NL Encoder is used to encode Question, Question questions with some auxiliary Type information added in a full or partial N-gram match for column.

Schema Encoder

Schema Encoder Used to encode database Schema information. That s = (c, t) = s (c, t) = s (c, t) said (schema), a database structure including c = {(c1, ϕ I),… , (cn, ϕ n)} c = \ left \ {\ left (c_ {1}, \ phi_ {I} \ right), \ ldots, \ left (c_ {n}, \ phi_ {n} \ right) \ right \} c = {(c1, ϕ I),… ,(cn,ϕn)} represents all columns and their type information, and t represents all tables.

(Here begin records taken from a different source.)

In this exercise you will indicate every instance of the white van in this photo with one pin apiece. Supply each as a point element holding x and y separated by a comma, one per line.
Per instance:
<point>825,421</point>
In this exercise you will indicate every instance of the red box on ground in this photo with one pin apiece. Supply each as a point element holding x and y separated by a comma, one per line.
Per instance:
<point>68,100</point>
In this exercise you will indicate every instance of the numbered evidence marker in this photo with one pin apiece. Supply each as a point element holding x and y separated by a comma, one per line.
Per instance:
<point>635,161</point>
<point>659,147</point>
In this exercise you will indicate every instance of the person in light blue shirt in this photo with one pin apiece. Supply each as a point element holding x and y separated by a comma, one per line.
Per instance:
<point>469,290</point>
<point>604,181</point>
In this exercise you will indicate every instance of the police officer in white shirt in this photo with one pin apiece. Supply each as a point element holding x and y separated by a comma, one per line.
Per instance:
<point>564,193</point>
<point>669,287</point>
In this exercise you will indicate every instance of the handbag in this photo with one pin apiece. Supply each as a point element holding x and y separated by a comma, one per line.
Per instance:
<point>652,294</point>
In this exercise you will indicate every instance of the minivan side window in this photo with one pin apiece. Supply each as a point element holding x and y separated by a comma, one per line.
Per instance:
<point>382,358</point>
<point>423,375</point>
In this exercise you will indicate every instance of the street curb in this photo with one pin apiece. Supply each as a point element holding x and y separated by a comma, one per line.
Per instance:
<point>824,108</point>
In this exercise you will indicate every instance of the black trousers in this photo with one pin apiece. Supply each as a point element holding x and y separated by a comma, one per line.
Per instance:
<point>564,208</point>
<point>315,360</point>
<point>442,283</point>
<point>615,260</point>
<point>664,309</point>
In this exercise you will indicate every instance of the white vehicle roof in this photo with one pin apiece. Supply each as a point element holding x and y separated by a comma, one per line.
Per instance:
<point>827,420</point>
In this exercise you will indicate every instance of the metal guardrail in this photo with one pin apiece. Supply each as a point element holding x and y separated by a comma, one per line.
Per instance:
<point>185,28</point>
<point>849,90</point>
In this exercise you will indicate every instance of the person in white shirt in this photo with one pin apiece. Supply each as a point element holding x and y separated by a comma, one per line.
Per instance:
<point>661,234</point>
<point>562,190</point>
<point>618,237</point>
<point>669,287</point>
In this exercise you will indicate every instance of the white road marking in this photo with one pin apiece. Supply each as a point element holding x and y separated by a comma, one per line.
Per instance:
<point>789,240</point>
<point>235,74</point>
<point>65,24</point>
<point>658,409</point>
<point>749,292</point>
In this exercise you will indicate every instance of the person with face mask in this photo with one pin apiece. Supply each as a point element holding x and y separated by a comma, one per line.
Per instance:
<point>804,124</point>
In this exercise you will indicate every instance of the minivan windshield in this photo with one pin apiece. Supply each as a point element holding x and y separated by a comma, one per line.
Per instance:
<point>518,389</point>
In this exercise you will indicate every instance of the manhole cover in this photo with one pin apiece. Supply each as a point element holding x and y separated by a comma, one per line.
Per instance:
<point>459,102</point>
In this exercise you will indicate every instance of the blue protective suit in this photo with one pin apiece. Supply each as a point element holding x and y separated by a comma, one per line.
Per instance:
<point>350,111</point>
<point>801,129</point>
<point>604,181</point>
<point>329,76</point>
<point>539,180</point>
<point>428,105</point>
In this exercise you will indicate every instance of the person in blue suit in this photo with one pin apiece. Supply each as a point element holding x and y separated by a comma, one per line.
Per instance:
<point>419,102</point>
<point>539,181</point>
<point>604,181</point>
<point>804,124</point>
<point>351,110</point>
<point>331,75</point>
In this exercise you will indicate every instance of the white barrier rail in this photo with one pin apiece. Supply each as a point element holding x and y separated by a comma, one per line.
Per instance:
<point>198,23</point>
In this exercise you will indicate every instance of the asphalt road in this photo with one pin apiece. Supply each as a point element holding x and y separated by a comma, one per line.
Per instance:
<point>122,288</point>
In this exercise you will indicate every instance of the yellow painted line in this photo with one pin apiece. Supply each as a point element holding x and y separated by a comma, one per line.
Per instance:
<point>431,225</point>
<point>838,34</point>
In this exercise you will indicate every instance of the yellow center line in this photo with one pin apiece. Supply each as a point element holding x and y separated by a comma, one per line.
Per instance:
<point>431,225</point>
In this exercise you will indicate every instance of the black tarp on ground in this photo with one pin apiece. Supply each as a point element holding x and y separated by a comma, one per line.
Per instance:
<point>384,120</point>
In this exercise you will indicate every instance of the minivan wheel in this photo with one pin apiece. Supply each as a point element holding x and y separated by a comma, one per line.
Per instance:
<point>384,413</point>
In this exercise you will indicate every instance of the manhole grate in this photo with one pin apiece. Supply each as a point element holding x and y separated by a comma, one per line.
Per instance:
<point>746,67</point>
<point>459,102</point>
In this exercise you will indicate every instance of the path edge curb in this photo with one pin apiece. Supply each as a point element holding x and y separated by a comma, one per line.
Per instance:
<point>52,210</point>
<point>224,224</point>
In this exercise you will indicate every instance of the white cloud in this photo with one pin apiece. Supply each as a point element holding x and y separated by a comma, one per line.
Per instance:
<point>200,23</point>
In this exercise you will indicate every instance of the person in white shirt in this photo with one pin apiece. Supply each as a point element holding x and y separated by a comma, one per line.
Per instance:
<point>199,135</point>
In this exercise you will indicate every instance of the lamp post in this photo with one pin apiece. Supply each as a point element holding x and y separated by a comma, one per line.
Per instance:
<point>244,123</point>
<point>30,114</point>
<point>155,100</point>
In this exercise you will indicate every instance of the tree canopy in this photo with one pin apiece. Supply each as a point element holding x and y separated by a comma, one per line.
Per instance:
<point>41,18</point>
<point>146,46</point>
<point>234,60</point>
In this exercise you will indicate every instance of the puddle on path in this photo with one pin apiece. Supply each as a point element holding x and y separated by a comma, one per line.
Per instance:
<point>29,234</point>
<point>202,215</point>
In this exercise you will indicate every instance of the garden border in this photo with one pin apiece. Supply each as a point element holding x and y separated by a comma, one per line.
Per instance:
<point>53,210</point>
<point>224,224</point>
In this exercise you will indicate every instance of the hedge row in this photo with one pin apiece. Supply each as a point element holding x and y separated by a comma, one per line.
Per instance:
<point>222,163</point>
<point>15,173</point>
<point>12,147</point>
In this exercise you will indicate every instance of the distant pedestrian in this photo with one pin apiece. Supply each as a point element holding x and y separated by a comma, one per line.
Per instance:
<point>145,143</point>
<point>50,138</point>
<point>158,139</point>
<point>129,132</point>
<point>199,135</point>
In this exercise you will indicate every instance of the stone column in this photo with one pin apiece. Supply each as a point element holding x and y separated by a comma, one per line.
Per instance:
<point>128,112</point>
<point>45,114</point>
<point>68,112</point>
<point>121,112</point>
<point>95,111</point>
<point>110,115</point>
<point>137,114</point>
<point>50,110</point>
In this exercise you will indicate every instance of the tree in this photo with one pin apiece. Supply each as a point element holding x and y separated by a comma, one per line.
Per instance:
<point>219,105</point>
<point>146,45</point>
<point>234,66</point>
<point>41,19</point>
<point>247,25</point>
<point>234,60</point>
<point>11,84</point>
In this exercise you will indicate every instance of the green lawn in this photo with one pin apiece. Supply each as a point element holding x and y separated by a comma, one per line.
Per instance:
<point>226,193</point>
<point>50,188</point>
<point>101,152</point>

The Schema Encoder takes the entire S as input and outputs the representation of all fields, EcE_cEc, and the representation of the table, EtE_tEt.

Decoder

Decoder end is used to decode SemQL output. Based on a grammar-based decoder, the output is predicted. At each time step, the decoder will produce output from one of three actions:

  • ApplyRule(R): Apply a production rule R to the current spanning tree of a SemQL query.
  • SelectColumn(C): Select a field C from the database structure (Schema);
  • SelectTable(T): Select a table T from the database schema;

IRNet also designs a memory Augmented Pointer network for selecting columns during synthesis; When a field is selected, the network first decides whether to select it in memory, unlike vanilla Pointer Network, The motivation for innovation here comes from the author’s observation that Vanilla Pointer Network tends to select the same field, so if we decide whether to select it in memory first, this situation can be improved.

The experiment

The experimental results of IRNet in Spider are as follows:

The author also experimented with some other neural network models to modify SemQL prediction methods. It can be seen that by introducing SemQL, the previous SQLNet, TypeSQL, SyntaxSQLNet methods have a good performance improvement.

conclusion

This article introduced an approach to introducing an intermediate representation of SemQL in a text-to-SQL task: IRNet. This approach represents a significant improvement over the previous baseline on the Spider dataset. At the same time, the authors introduced SemQL into some of the previous baseline methods, resulting in performance improvements for the previous methods, which may justify the introduction of this intermediate representation. The next blog post will introduce several ways to solve text-to-SQL problems using GNN as a graphical neural network.